Olja greift Vitalis Rollstuhl, schiebt ihn hinaus auf die Straße. Nicht weit vom Seniorenheim entfernt liegt ein Wald, wo die Studentin Vitali spazieren fährt. Der Rollstuhl schafft es kaum über die hohen Bordsteinkanten, manche Autofahrer stoppen nicht an der roten Ampel, die Leute gucken. Später sagt Vitali, er habe die Blicke nicht bemerkt. Und außerdem, fügt er hinzu, seien sie ihm egal.

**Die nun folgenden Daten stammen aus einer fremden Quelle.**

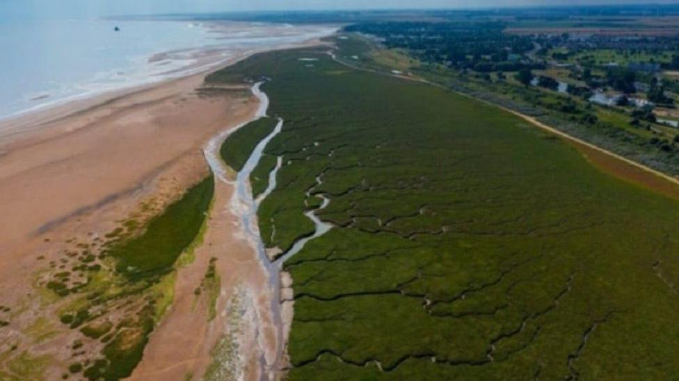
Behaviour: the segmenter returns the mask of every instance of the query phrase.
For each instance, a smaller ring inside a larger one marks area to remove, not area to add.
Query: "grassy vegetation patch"
[[[275,156],[262,155],[259,162],[255,170],[250,173],[250,184],[253,188],[253,197],[257,196],[266,190],[269,186],[269,175],[276,165]]]
[[[170,271],[200,231],[214,192],[210,175],[152,219],[143,234],[111,248],[118,270],[132,279]]]
[[[512,115],[322,51],[255,56],[213,78],[262,76],[286,121],[266,150],[285,164],[259,211],[263,239],[285,248],[313,231],[310,189],[335,225],[284,264],[290,380],[679,371],[676,201]]]
[[[273,118],[263,117],[234,131],[219,149],[222,160],[237,172],[240,171],[257,143],[271,133],[276,123]]]

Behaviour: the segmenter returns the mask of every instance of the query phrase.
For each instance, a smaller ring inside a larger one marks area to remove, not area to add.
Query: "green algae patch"
[[[237,172],[240,171],[257,143],[273,130],[276,123],[275,119],[265,117],[234,131],[219,149],[222,160]]]
[[[154,217],[140,235],[113,245],[117,270],[137,280],[166,273],[200,230],[214,193],[211,174]]]
[[[10,358],[6,362],[6,373],[0,371],[0,380],[19,381],[43,380],[43,373],[51,363],[52,357],[47,355],[33,355],[24,351]]]

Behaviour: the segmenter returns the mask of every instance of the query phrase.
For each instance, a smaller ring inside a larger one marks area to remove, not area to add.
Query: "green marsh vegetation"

„Zu Sowjetzeiten war man den Umgang mit behinderten Menschen nicht gewohnt“, erklärt Raisa Krawtschenko. Damals seien Behinderte stigmatisiert worden, über sie zu sprechen, Fotos oder Fernsehbilder zu zeigen, war ein Tabu. „Die meisten Leute wollten Menschen mit Handicap in den Hinterhof abschieben. Und das ist heute immer noch so“, meint Krawtschenko.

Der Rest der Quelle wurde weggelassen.